Restaurant information
- Established: 2003 (23 years ago)
- Owner: René Redzepi
- Head chef: René Redzepi
- Food type: New Nordic
- Dress code: None
- Location: Refshalevej 96, Copenhagen, 1432, Denmark
- Coordinates: 55°40′58″N 12°36′38″E﻿ / ﻿55.682885°N 12.610499°E
- Website: noma.dk

= Noma (restaurant) =

Restaurant in Copenhagen, Denmark

Noma (Note: styled as noma) (/ˈnoʊ.mə/) is a restaurant and food innovation lab founded by chef René Redzepi and Claus Meyer in Copenhagen, Denmark. The name is a syllabic abbreviation of the two Danish words "nordisk" (Nordic) and "mad" (food). Opened in 2003, the restaurant is known for its focus on foraging, invention and interpretation of New Nordic Cuisine. In 2010, 2011, 2012, 2014, and 2021 it was ranked as the Best Restaurant in the World by Restaurant magazine.

In January 2023, Redzepi announced that Noma would transition away from traditional restaurant service, with its final regular dinner service taking place in Kyoto, Japan, in December 2024. Noma continues to operate as a food lab and through periodic pop-up residencies.

==History==
Noma's original location was at Strandgade 93, in an old warehouse on the waterfront of the Inner Harbour in the Christianshavn neighbourhood in central Copenhagen.

The building is situated by the Greenlandic Trading Square, which for 200 years was a centre for trade to and from the Faroe Islands, Finnmark, Iceland, and in particular, Greenland. Dry fish, salted herring, whale oil and skins are among the goods that were stored in and around the warehouse before being sold off to European markets.

In 2003, the warehouse was turned into North Atlantic House, a centre for the art and culture of the North Atlantic region. Noma was opened at the same time by René Redzepi and Claus Meyer. The restaurant's interior was designed by Space Copenhagen.
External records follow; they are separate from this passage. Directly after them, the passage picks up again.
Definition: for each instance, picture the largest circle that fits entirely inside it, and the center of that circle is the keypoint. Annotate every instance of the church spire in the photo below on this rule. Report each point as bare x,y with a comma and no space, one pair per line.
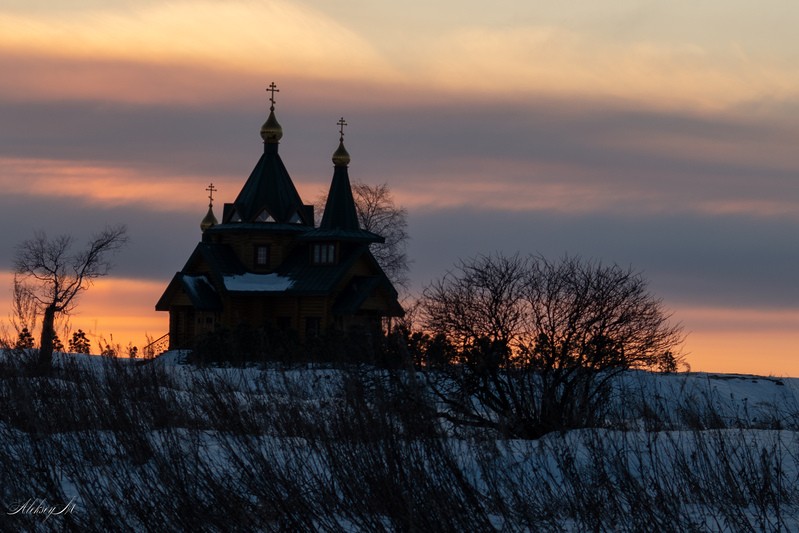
209,220
272,131
341,158
340,210
269,195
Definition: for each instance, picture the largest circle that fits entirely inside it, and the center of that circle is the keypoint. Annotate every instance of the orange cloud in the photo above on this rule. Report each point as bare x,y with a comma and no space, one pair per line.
759,341
117,310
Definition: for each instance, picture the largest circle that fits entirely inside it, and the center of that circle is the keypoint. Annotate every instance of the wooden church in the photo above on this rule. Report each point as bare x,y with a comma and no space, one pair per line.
267,264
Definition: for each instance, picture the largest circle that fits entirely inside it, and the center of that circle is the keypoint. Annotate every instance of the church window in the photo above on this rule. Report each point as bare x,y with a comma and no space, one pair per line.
313,326
261,255
265,217
324,253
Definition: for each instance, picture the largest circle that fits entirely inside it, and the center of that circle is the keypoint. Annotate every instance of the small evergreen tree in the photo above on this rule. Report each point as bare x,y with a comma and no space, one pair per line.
79,343
25,340
58,346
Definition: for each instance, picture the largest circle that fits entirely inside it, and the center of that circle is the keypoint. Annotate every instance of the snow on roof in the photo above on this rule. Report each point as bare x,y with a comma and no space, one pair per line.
258,282
195,284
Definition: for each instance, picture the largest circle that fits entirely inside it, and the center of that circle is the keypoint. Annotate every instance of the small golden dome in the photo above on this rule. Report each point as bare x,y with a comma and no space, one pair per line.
209,219
341,158
271,131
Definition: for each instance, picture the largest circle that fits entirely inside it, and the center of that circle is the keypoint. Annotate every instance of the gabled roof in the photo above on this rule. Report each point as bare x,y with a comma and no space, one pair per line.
201,292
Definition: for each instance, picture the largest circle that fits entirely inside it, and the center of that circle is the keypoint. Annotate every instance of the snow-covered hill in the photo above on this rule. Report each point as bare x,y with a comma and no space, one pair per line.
112,444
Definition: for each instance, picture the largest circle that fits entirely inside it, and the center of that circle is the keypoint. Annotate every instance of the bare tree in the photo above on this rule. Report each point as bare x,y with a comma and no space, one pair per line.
50,274
537,342
378,213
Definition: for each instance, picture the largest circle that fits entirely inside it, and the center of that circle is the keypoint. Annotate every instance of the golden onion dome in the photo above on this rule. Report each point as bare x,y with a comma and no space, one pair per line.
341,158
209,219
271,131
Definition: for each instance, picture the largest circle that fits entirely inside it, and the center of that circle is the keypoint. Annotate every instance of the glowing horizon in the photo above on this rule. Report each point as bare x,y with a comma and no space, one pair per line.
660,136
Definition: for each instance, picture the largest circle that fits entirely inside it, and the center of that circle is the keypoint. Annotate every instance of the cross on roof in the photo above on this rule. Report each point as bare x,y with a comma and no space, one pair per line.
211,190
272,89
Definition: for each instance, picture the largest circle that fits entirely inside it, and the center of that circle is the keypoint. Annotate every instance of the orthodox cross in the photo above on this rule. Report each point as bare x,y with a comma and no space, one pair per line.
211,190
272,89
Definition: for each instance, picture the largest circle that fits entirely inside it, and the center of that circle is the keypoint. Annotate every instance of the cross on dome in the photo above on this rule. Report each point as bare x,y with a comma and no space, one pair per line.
272,89
211,190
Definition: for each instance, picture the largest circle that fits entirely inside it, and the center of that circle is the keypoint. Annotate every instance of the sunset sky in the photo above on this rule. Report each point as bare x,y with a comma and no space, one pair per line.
658,135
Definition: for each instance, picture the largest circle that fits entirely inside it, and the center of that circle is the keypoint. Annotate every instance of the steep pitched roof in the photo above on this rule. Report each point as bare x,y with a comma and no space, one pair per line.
268,194
340,219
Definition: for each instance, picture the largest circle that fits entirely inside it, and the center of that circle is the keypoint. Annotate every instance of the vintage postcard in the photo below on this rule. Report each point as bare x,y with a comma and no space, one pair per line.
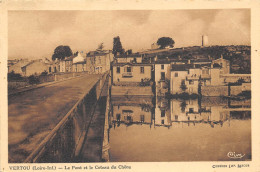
129,86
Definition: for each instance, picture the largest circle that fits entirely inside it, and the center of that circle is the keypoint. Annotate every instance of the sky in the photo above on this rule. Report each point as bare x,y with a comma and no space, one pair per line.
35,34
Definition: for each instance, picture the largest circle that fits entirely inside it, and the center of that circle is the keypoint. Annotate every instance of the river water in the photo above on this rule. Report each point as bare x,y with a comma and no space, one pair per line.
145,129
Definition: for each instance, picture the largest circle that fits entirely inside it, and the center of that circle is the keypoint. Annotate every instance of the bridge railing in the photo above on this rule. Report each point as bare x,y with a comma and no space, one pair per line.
64,141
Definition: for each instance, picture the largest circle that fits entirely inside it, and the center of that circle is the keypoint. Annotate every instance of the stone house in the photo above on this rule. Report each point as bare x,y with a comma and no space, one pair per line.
65,65
99,61
131,73
79,64
35,67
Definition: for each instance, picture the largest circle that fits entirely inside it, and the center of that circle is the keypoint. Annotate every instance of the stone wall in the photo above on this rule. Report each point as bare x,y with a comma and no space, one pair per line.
214,90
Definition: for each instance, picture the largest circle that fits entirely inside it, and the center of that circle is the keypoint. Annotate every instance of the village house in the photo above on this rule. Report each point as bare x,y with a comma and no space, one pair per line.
35,67
185,111
99,61
183,79
132,111
162,76
17,67
191,77
131,73
79,63
223,64
65,65
131,58
162,116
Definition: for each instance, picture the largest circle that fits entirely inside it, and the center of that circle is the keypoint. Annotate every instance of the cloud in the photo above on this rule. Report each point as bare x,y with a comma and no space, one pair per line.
35,34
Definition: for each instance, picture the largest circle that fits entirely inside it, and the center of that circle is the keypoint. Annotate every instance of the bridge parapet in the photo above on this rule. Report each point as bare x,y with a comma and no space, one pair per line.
63,143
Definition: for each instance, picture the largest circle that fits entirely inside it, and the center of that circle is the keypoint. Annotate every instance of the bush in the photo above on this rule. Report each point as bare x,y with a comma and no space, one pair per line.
33,79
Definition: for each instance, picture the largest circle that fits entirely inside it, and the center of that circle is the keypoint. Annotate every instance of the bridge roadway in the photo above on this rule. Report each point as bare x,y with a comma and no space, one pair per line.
33,114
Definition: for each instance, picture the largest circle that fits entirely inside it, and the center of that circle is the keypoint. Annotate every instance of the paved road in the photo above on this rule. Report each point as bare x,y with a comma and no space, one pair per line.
33,114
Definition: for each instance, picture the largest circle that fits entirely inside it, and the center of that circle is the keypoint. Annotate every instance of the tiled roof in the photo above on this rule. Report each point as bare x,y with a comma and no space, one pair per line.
181,67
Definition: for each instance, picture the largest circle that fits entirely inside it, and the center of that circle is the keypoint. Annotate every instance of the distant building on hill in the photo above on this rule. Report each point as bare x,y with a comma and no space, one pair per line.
154,46
35,67
79,63
99,61
17,67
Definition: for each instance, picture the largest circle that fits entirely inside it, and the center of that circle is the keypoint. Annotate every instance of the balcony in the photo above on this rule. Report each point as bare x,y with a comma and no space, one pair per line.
127,74
205,76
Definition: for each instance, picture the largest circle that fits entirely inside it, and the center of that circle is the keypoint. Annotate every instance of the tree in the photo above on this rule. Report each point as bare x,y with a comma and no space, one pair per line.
165,41
117,46
130,51
61,52
183,86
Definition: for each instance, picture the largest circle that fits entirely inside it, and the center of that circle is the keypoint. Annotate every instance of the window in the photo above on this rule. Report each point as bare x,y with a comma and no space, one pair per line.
162,66
141,69
205,71
163,113
163,76
128,69
118,116
118,70
142,118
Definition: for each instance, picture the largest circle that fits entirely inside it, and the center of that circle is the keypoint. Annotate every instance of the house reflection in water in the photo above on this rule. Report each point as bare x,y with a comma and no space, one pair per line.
166,113
172,129
199,111
131,110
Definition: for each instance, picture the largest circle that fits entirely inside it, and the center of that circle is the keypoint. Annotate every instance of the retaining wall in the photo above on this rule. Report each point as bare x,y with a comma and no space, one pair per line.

Between 12 and 16 February 2013, 63 of 435 diners became ill after eating at Noma, according to a Danish Food Administration report. The symptoms were attributed to norovirus, which was believed to have been unintentionally spread by an infected kitchen employee.

Redzepi planned to close Noma after 31 December 2016 and reopen it in 2017 as an urban farm near Copenhagen.

Noma reopened on 15 February 2018 after a year hiatus. The restaurant itself also moved from its previous Strandgade location, now housing Restaurant Barr, to its current location at Refshalevej 96.

In May 2020, during the COVID-19 crisis, Noma re-opened as a wine and burger bar, with takeaway options. It is sometimes referred to as "Noma 3.0" by the food media. Redzepi planned to keep this open for at least a part of the summer 2020.

In January 2023, Redzepi announced that Noma would end traditional restaurant service at the end of 2024, citing the financial and emotional toll of the fine-dining model. The restaurant would instead become a food innovation lab focused on developing new products and techniques, while continuing to host periodic pop-up residencies. Noma's final period of regular dinner service was a 10-week residency in Kyoto, Japan, ending on 18 December 2024.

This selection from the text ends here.